The specifications are as follows.
- Size: 42.5×42.5×13.5 mm
- Weight: 42.5 grams
- Screen resolution: 240×240 pixels
- Autonomy of 5 hours using GPS and music playback.
So the most important new feature of FR645 is the ability to play music. In December another important new feature came from Garmin, the race power measurement (similar to what is offered by Stryd), but since it requires an external sensor that the clock does not include (HRM-Run, HRM-Tri or race dynamics pod), it is not possible to announce it jointly.
There are other interesting details, such as navigation that will allow you to follow a route previously created in Garmin Connect (or imported through a Connect IQ application such as Strava). We are beginning to see this as a basic function of any mid-range model and not just reserved for the more expensive models.
The addition of Garmin Pay to a Forerunner is also interesting, and it's a feature that will be passed on to the Forerunner range, making it clear what Garmin's intentions are with respect to Garmin Pay. It's clear that they want to promote it and we'll continue to see how the rest of the range will receive it in future launches. They'll need to continue their efforts to be able to reach agreements with more banks and payment service providers.
The FR645 is, in short, a mix between the Garmin Vivoactive 3 and the Garmin Forerunner 935. In fact, the aesthetics are completely similar to the first one, as well as the supported sports profiles. But it is below the FR935 as it does not support triathlon or multisport activities (such as duathlon).
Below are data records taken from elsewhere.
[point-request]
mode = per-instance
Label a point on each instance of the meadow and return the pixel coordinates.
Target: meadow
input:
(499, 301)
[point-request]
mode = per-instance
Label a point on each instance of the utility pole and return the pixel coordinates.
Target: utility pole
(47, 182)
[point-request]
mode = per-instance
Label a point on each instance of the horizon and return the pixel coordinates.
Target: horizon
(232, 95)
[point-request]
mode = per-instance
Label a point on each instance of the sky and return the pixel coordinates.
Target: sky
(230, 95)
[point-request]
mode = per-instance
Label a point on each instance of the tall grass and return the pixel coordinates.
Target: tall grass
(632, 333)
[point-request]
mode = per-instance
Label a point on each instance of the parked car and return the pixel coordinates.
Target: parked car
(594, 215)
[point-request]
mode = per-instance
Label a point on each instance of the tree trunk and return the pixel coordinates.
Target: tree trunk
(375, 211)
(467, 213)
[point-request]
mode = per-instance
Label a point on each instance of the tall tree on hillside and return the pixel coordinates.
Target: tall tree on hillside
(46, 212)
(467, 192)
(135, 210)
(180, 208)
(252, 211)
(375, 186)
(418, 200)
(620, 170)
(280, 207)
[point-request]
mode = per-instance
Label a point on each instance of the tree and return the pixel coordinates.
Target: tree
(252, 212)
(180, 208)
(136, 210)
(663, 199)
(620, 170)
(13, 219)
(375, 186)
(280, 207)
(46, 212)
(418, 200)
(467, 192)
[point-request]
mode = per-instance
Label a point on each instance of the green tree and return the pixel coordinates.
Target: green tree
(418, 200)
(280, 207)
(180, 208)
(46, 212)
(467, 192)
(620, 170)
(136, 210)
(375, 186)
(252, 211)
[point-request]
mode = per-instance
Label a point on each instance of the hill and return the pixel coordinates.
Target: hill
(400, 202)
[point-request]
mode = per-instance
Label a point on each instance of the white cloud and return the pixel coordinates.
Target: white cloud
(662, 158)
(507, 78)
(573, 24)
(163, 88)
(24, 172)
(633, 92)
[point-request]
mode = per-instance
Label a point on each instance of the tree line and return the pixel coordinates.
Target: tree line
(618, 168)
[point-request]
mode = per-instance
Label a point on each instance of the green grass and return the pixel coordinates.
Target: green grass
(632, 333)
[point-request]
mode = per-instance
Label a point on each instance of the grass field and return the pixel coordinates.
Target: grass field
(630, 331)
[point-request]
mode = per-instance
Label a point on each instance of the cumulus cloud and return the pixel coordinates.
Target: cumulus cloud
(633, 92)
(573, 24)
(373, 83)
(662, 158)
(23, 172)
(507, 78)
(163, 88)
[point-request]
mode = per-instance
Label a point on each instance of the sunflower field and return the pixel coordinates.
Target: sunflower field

It also cannot connect with potentiometers, regardless of whether they are ANT+ or Bluetooth.
Availability and price
The price is £399 for the Garmin Forerunner 645 and £50 more for the FR645 Music (£449) and will be available throughout the first quarter of this year.
As for the colours there are two options for each of the models. The cheaper Forerunner 645, without the possibility of reproducing music, will be offered with a black strap and a beige strap.
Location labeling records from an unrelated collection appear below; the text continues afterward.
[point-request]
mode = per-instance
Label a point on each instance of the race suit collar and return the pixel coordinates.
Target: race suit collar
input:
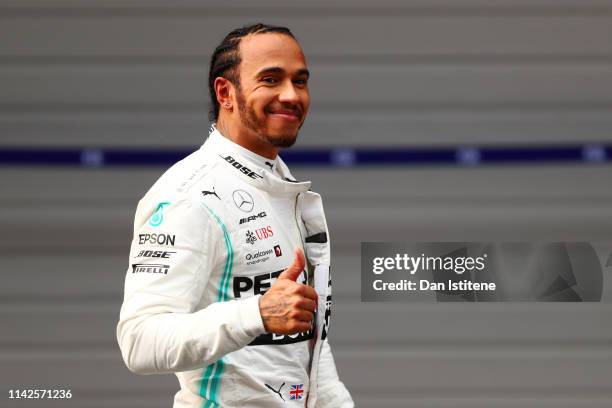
(275, 178)
(251, 157)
The Forerunner 645 Music will have the same black colour plus a red strap.
And if you play the difference game, you'll notice that the color of the buttons changes too.
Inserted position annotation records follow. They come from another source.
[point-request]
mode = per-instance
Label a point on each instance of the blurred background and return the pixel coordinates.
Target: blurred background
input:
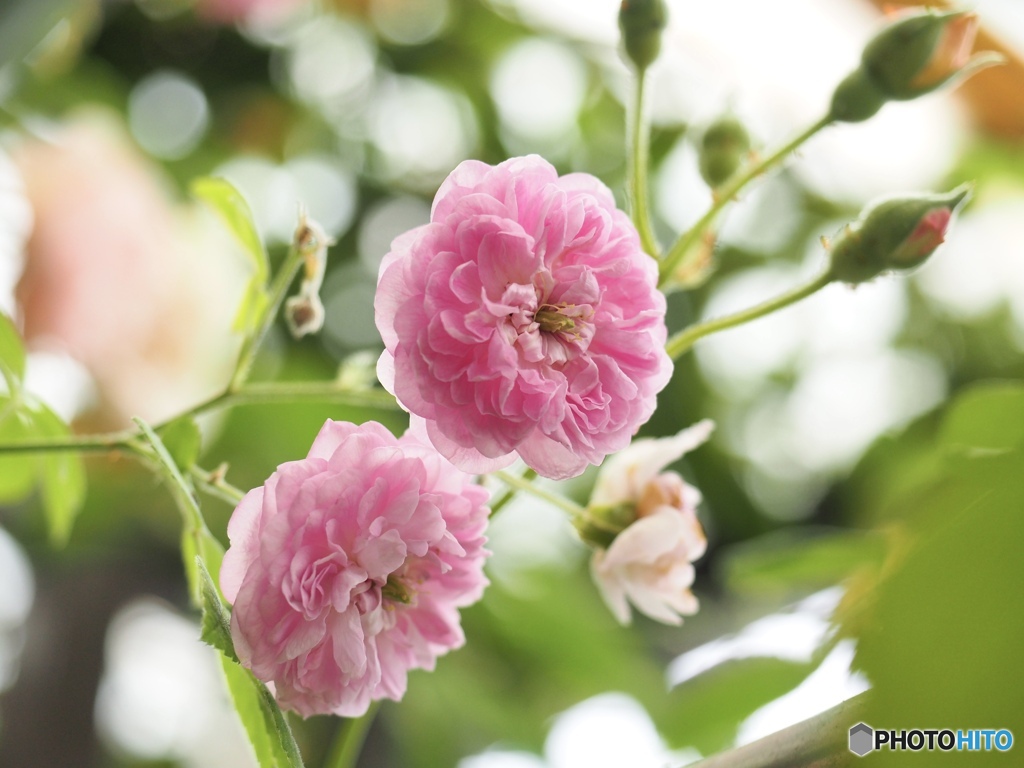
(854, 429)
It's already available for purchase, both the normal version and the music version. I've already started with the test, so you'll have it published in the next few weeks, stay tuned!
Opinion Garmin Forerunner 645 Music
The new Garmin FR645 will be well received because it completes the huge leap between the Vivoactive 3 and the Forerunner 935. And there is finally a watch in the Garmin lineup that offers the ability to play music independently. It's a model that simply combines things from the Vivoactive 3 and FR935, I think it lacks that "plus" that has always accompanied Garmin's advanced running model.
The list of functions and features do not leave anyone with their mouths open, starting with the 5 hours of autonomy with use of GPS and music that I think is scarce. But we can not expect large numbers when we consider that it is a relatively small watch (the size of a Vivoactive 3) and that the GPS and Bluetooth transmission 3.0 represent a very high consumption.
This launch leaves me wondering if there's room for a future Garmin Forerunner 245. Knowing the Garmin range, I'm sure there is, but... what are they going to take away from it? The competition is tightening and for example the Suunto Spartan Trainer offers a lot for what the replacement for FR235 will presumably cost.
In short... I am left with the feeling that pod could have offered "something more".
And with that... thanks for reading!